Seriously though, escapee pedes gravitate to cool, dark, humid areas. Bathrooms and cupboards often provide this environment. Try leaving damp towels piled in corners of cupboards/other likely pede escape spots. They may go there for shelter. If not, try making mini 'pede houses'. Get an icecream container with lid. Stand it on the ground and cut a little door out of the bottom. Fill container with a bit of damp substrate, and put some dead crickets and some head-crushed mealworms in there along with somewhere to shelter. Put these traps around dark, cool, humid areas and leave overnight. Check in the morning. If these don't work, make sure you check your bed and covers every night before bed! Many escapees turn up months later, cruising the kitchen or something.

I hope this has helped you on your way to keeping these guys, as they are alot of fun!
Phil

_The escapee:_


----------



## alex_c (Oct 11, 2007)

thanks for that


----------



## RevDaniel (Oct 11, 2007)

yes, a big thankyou for that.

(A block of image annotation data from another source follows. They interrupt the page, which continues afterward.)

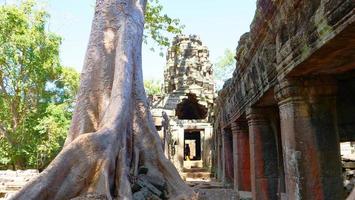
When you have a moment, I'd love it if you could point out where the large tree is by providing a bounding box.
[13,0,193,200]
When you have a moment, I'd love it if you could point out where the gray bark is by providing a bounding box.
[12,0,194,200]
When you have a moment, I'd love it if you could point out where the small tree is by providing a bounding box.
[144,79,162,96]
[0,1,62,168]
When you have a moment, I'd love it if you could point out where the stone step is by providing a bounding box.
[195,189,239,200]
[182,172,211,181]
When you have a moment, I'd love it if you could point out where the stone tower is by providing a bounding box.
[151,35,215,175]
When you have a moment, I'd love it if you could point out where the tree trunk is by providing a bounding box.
[12,0,194,200]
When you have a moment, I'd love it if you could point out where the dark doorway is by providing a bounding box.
[184,130,201,160]
[176,94,207,119]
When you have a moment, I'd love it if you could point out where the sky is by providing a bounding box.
[0,0,256,80]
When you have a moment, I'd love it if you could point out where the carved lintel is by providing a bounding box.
[275,76,337,105]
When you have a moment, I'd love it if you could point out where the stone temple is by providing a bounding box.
[151,35,215,178]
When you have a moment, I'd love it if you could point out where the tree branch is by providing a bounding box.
[0,124,15,146]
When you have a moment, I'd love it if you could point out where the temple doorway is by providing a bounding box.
[184,130,201,161]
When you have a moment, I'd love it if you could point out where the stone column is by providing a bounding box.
[221,128,226,184]
[222,128,234,184]
[247,108,278,200]
[275,78,344,200]
[232,120,251,191]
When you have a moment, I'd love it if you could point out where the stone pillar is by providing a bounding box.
[275,78,344,200]
[221,128,226,184]
[247,108,278,200]
[222,128,234,184]
[232,120,251,191]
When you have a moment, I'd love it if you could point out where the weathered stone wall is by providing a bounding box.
[214,0,355,199]
[164,35,214,93]
[218,0,355,124]
[0,170,39,199]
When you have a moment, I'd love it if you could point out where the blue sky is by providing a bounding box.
[0,0,256,79]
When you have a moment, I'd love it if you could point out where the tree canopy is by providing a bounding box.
[0,1,79,168]
[213,49,236,90]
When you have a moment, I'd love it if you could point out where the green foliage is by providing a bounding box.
[0,1,79,168]
[144,80,162,96]
[213,49,236,90]
[144,0,184,54]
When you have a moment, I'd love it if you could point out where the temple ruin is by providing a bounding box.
[214,0,355,200]
[151,35,215,178]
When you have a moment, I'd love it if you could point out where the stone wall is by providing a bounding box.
[214,0,355,199]
[0,170,39,199]
[151,35,215,175]
[218,0,355,124]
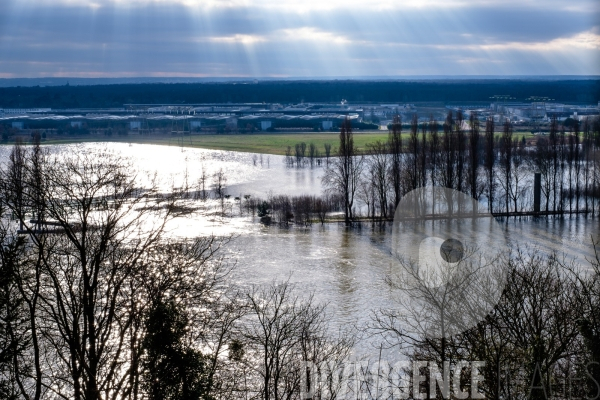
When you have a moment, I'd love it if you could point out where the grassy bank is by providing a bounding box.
[0,131,532,155]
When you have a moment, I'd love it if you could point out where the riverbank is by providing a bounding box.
[2,131,533,155]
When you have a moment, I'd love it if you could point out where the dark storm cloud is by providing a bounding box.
[0,1,600,76]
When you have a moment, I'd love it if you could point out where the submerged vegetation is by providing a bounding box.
[0,113,600,400]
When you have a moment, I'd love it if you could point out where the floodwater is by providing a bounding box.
[0,143,600,358]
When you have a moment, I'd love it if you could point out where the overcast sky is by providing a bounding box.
[0,0,600,78]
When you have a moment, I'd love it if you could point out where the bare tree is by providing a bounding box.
[388,115,402,209]
[484,117,496,212]
[323,119,363,225]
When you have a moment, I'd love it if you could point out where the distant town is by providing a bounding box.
[0,99,600,135]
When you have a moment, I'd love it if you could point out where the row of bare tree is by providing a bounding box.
[0,143,354,400]
[370,249,600,400]
[323,111,600,224]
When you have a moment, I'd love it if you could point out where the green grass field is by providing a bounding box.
[4,131,533,155]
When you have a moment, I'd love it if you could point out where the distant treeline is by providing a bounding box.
[0,79,600,109]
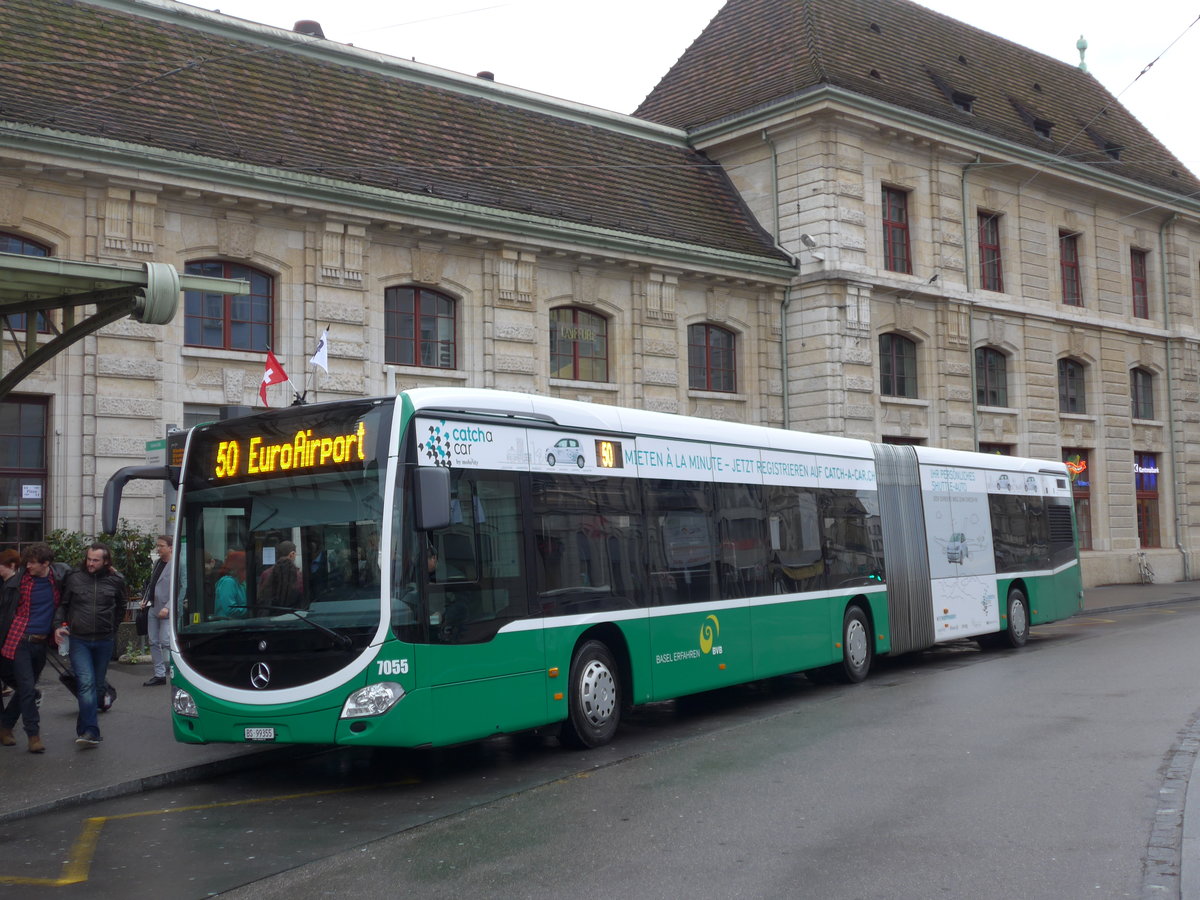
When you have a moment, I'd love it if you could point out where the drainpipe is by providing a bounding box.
[959,156,980,450]
[1158,212,1192,581]
[762,128,800,431]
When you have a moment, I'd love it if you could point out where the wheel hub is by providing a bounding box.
[580,660,617,725]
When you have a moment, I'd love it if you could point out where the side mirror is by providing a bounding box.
[413,466,450,532]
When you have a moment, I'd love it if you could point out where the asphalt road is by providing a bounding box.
[0,604,1200,900]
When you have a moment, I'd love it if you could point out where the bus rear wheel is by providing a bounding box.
[836,606,872,684]
[560,641,622,749]
[1000,588,1030,649]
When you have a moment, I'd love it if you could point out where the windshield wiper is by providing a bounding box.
[254,606,354,650]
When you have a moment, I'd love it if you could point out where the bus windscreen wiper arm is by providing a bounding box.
[257,606,354,649]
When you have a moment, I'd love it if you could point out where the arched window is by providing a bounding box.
[1129,368,1154,419]
[184,259,275,353]
[1058,359,1087,413]
[550,306,608,382]
[688,325,738,394]
[383,287,458,368]
[0,232,50,334]
[880,334,917,397]
[976,347,1008,407]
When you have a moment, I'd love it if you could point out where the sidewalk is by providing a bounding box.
[0,581,1200,822]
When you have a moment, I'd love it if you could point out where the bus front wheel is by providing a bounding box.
[562,641,622,749]
[1000,588,1030,649]
[838,606,872,684]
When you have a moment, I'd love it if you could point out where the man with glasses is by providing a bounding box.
[54,542,128,750]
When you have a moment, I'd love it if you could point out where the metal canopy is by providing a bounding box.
[0,253,250,400]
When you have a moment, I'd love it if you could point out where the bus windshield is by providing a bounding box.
[175,402,391,667]
[179,474,383,634]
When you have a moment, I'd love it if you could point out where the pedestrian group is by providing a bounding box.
[0,536,172,754]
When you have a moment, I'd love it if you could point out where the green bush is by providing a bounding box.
[46,518,157,598]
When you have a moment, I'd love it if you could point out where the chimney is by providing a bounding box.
[292,19,325,40]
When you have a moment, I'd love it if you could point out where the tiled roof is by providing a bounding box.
[0,0,784,263]
[634,0,1200,193]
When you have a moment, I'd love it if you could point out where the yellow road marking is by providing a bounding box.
[0,778,420,888]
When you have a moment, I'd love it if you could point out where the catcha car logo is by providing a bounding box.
[250,662,271,690]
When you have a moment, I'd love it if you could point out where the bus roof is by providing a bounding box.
[402,388,874,460]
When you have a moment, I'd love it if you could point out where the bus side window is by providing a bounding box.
[428,472,528,643]
[642,479,716,606]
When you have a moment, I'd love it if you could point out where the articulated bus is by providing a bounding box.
[104,389,1082,748]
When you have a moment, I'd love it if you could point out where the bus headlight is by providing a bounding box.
[342,682,404,719]
[170,688,200,719]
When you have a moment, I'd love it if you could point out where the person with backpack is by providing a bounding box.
[55,541,128,750]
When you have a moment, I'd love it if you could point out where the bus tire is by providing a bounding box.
[1000,588,1030,650]
[836,605,874,684]
[560,641,622,749]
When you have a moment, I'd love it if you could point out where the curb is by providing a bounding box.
[0,745,319,824]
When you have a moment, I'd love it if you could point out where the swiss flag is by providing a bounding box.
[258,350,289,407]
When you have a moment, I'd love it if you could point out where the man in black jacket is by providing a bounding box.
[55,542,127,750]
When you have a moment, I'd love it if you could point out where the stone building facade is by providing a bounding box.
[0,0,1200,584]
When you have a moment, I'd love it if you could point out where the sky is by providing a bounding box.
[201,0,1200,175]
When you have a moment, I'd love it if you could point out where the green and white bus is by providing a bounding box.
[104,389,1082,748]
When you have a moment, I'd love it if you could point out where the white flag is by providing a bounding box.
[308,325,329,374]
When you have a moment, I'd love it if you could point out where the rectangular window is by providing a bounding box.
[883,187,912,275]
[1129,250,1150,319]
[642,479,719,606]
[1133,454,1163,547]
[1058,232,1084,306]
[530,472,646,616]
[979,212,1004,290]
[0,395,49,550]
[1062,448,1092,550]
[1129,368,1154,419]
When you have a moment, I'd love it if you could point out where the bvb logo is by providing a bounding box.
[700,616,721,653]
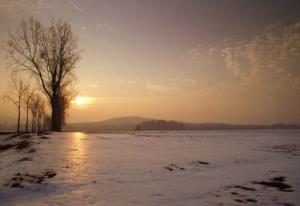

After having caught a few with Brettix i have been thinking about keeping some. After reading your post i have decided thati will keep some. What kind os substrate do i use? Just normal dirt found in the area where the pede was collected?
Would it be a bad idea to swap them around to try breeding or must they be together until the sperm sack has been laid? I am finding these little guys most interesting.
My father put one in his mouth at age five thinking it was a lillypop. never did it again.


----------



## Brettix (Oct 11, 2007)

Hey Dan i would just use coco peat 50/50 sand and peat like philk said thats what ive used.
And its best keep them separate cages and swap them around to breed.


----------



## RevDaniel (Oct 11, 2007)

thanks. When we going herp hunting again Brettix? Will have to bring a few extra containers for them.


----------



## Inkslinger (Oct 11, 2007)

Great info should be more of it


----------